Всё равно будешь моей - страница 35
Минуты три… пять…
И всё… Обрыв. Пустота в глазах.
А в груди ощущение такое, будто фотографию, где я с ней вдвоем стою, разрезали на пополам, отделив нас друг от друга навсегда. И теперь, как не старайся склеить, а шов никуда уже не исчезнет.
Может, и бред. Но, тогда как пыльным мешком пришибло.
И нет, мы не ругались. Просто каждый, вроде как с ухмылкой, рассказал свою версию, а потом…
Потом Красивая выдала свою дурацкую фразу, что не судьба…
А я признался ей в любви…
Только поздновато вышло.
Не поверила, испугалась ли, не знаю.
Юлька тогда в последний раз мне в глаза взглянула, улыбнулась как-то грустно, покачала головой, и буквально растворилась.

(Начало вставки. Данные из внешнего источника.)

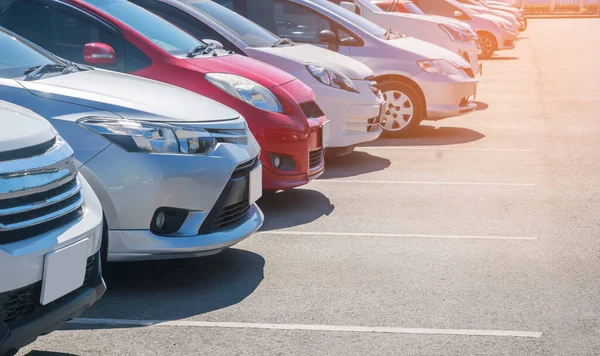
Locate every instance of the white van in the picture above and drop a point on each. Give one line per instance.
(50, 231)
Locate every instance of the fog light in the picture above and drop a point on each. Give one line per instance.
(160, 220)
(276, 161)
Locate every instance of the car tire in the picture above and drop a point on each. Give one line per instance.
(404, 108)
(488, 44)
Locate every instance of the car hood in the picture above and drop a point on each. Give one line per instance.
(264, 74)
(22, 128)
(426, 50)
(289, 58)
(130, 97)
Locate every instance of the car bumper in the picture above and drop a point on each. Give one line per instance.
(137, 245)
(447, 96)
(353, 117)
(14, 335)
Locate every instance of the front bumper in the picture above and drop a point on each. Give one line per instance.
(353, 117)
(21, 332)
(447, 96)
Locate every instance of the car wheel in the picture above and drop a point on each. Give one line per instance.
(404, 109)
(488, 44)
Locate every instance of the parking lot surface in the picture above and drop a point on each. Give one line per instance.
(477, 237)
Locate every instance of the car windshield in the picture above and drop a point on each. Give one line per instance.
(412, 8)
(247, 31)
(17, 56)
(350, 17)
(160, 32)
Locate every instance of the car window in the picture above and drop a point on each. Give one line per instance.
(250, 33)
(15, 57)
(290, 20)
(60, 31)
(157, 30)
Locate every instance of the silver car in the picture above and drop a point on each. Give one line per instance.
(177, 174)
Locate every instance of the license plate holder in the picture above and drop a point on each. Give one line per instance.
(64, 271)
(255, 184)
(325, 134)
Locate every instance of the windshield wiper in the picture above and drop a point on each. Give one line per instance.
(38, 71)
(283, 41)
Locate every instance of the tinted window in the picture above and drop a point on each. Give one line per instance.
(158, 31)
(15, 57)
(247, 31)
(63, 33)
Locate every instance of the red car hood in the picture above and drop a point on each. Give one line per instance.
(262, 73)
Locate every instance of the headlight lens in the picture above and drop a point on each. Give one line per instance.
(246, 90)
(440, 66)
(141, 136)
(332, 78)
(456, 34)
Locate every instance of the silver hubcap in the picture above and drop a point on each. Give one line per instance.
(399, 110)
(486, 44)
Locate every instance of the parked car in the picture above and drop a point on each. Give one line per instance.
(177, 173)
(478, 9)
(343, 87)
(502, 7)
(458, 38)
(419, 80)
(494, 33)
(281, 111)
(50, 230)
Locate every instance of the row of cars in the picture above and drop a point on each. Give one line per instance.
(167, 119)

Я же за ней помчался, догнать хотел. Еще раз поговорить.
Но, чёрт!
Явно неудачно. Эту стену даже тараном оказалось не пробить.
Еле сдержался, поскольку в объятиях от переполнявших эмоций задушить был готов. Реально на этой мелочи клинило по жёсткому.
И ведь мелочь, как есть. Не преуменьшаю. Дай Бог, метр шестьдесят, если есть. Только с моими 187 сантиметрами это так охренительно прекрасно всегда ощущалось… да и ощущается до сих пор.
Вон как руки до сих пор дрожат… потому и сжимаю кулаки, пряча их в карманах.
Самому же до судорог хочется плюнуть на всё, схватить эту маленькую гордую женщину и утащить в свою берлогу. Не слушая больше никого и никогда. Чтобы доказать и ей, и всем окружающим, что ни хрена это неправильно – быть далеко друг от друга, когда любишь.
Зря Красивая думает, что боль в глазах спрятать смогла, когда Машка нарисовалась.
Нет. Не вышло. Я её нутром почувствовал.
Вновь ту же горечь, как и семь лет назад.
Ах-да, Машка! Засранка мелкая.
Вот и Наташка про нее спрашивает.
Встряхиваю головой, выныривая из размышлений о прошлом. Где до сих пор часто бываю. Потому что именно там могу видеть ту, которой я однажды пообещал: «Всё равно будешь моей!», пусть она этого и не услышала.
– Не знаю, Татка, – отвечаю Смирновой-Осиповой, задирая голову вверх и любуясь яркими звездами.
Здесь, в лесу, и они, и почти полная луна кажутся нереально классными, непривычно манящими и огромными.
– А кто знает? – фырчит не хуже кошки одноклассница. – Кто её сюда припёр? Я что ли?
– Ну, и не я, точно. Лучше у мужа своего спроси, что его сестрёнка тут забыла.
– У Миши? – сдувается в момент собеседница, а потом вновь прищуривает сверкающие недовольством глаза, явно замышляя разборки с благоверным. – Ну, Осипов, попляшешь ты у меня сегодня ночью!
Шипит многообещающе.
Вот, как я и думал.
– Ты лицо Юльки видел, когда эта треска худосочная на тебе повисла, как игрушка на новогодней ёлке? Или в подробностях описать?
– Видел, Татка. Еле сдержался, чтобы голову сеструхе твоего муженька и моего друга по совместительству не открутить. Как и длинный язык.
– Что ж сдержался? Поверь, я бы не расстроилась. Между прочим, у всех присутствующих сложилось мнение, что свадьба не за горами.
– Бред.
– А ты это теперь Красавиной расскажи, если найдешь. Уверена, она снова тебя десятой дорогой обходить станет. И ведь именно тогда, когда я узнала, что она свободна.
– ЧТО?
Замираю от шокирующей новости.
А ведь точно.
И когда я спросил про семью, и когда это сделала Машка… Красивая только про дочку ответила.
– Ты уверена?
– Да, Юльчик мне сама сказала.
– И промолчала? – прищуриваюсь, давя на Смирнову взглядом.
– Хотела сделать тебе сюрприз. Но ты, Любимов, как обычно, отличился!